Let $p>2$ and $F:\mathbb R\times \mathbb R\to\mathbb R$ be a continuous function such that $$|F(x, u)|\le c_1 +c_2 |u|^{p-1}\quad\mbox{ for a.e. } x\in\mathbb R, \ \forall u\in\mathbb R,$$ for some $c_1, c_2>0$.
Under these assumptions, is it possible to conclude that $$\sup_{n\in\mathbb N} \int_{\mathbb R}|F(x, u_n)|^2 dx \le M_2,$$ for a constant $M_2>0$?
I'd say yes, as $$|F(x, u_n)|\le c_1 +c_2 |u_n|^{p-1}$$ and $(u_n)_n$ is bounded, but I am not sure about that.
Anyone could please me in proving (or disproving) that?
$\bf{EDIT:}$ By the answer of @Matt it seems that the statement is false. Anyone could please let me understand if it holds true replacing $\mathbb R$ with any compact subset $K$ of $\mathbb R$? Namely, if $$\sup_{n\in\mathbb N} \int_{K}|F(x, u_n)|^2 dx<\infty$$
Without knowing anything further about $F$ this is in general not possible.

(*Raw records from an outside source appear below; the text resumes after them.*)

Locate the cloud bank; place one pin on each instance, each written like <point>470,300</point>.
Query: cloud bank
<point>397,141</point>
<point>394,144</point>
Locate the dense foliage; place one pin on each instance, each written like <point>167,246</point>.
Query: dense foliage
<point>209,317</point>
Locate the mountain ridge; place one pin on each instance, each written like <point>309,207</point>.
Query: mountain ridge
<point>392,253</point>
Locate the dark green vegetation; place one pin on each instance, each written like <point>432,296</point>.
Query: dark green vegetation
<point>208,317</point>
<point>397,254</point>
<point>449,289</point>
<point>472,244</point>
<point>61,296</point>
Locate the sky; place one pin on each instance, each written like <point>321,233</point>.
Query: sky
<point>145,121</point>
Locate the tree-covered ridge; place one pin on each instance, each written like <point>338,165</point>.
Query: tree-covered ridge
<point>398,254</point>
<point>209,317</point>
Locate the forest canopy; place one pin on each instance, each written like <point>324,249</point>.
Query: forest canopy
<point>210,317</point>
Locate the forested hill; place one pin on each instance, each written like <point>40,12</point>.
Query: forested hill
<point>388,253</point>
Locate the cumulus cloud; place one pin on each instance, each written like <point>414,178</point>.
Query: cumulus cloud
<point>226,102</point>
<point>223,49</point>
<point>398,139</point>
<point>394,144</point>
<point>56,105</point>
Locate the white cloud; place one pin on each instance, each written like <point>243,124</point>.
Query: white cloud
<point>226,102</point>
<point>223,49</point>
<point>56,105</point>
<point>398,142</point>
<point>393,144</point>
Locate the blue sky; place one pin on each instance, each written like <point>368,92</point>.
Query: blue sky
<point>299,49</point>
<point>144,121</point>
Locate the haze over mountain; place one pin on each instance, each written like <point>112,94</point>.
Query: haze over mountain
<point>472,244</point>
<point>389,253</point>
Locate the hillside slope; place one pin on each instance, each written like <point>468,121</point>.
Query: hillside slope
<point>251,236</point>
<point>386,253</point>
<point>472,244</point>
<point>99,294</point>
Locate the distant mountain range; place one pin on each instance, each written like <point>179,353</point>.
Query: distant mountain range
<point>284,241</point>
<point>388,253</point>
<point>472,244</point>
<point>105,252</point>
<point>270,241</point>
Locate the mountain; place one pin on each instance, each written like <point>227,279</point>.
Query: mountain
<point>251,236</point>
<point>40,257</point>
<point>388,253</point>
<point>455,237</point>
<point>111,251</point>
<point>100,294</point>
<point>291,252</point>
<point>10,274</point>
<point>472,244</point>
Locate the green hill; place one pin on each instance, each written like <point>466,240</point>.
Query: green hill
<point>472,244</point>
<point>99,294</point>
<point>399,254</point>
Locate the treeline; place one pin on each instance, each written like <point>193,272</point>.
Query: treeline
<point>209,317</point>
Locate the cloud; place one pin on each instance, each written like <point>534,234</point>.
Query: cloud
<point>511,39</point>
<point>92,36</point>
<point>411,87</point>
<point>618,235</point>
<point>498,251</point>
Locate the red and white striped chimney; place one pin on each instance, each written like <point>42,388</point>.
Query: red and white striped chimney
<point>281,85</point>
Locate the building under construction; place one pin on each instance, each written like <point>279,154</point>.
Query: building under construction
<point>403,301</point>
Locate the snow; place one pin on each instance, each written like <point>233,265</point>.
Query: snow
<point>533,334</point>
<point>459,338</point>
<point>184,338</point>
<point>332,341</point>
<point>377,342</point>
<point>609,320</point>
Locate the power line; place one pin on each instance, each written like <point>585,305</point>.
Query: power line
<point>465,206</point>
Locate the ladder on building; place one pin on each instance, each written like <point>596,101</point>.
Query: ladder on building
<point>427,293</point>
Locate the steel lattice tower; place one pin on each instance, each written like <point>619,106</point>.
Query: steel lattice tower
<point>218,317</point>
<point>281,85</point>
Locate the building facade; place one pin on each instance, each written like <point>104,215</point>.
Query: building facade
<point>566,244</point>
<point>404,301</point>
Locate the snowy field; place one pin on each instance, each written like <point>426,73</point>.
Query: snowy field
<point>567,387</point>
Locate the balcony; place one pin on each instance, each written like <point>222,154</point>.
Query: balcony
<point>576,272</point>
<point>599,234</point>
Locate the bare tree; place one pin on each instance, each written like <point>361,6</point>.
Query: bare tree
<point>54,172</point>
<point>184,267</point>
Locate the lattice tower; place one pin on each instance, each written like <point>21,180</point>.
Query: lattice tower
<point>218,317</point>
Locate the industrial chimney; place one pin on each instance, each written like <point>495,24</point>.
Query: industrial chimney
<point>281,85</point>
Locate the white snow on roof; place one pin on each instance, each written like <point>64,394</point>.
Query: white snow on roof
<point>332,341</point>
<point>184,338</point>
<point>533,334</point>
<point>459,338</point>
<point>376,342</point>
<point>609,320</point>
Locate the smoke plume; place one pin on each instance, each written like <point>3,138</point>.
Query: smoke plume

For example let $F(x,u) = 1$ then clearly $|F(x,u)| \leq c_1 + c_2|u|^{p-1}$ with $c_1 = 1$ and any $c_2 > 0$. Therefore this $F$ satisfies the conditions on $F$.
Also let $u_n = 0$ for every $n$ so that the sequence $(u_n)$ satisfies its conditions.
However for every $n$ we have $$ \int_\mathbb{R} F(x,u_n)^2 dx = \int_\mathbb{R} 1^2 dx = \infty $$ which shows that there is no finite upper bound.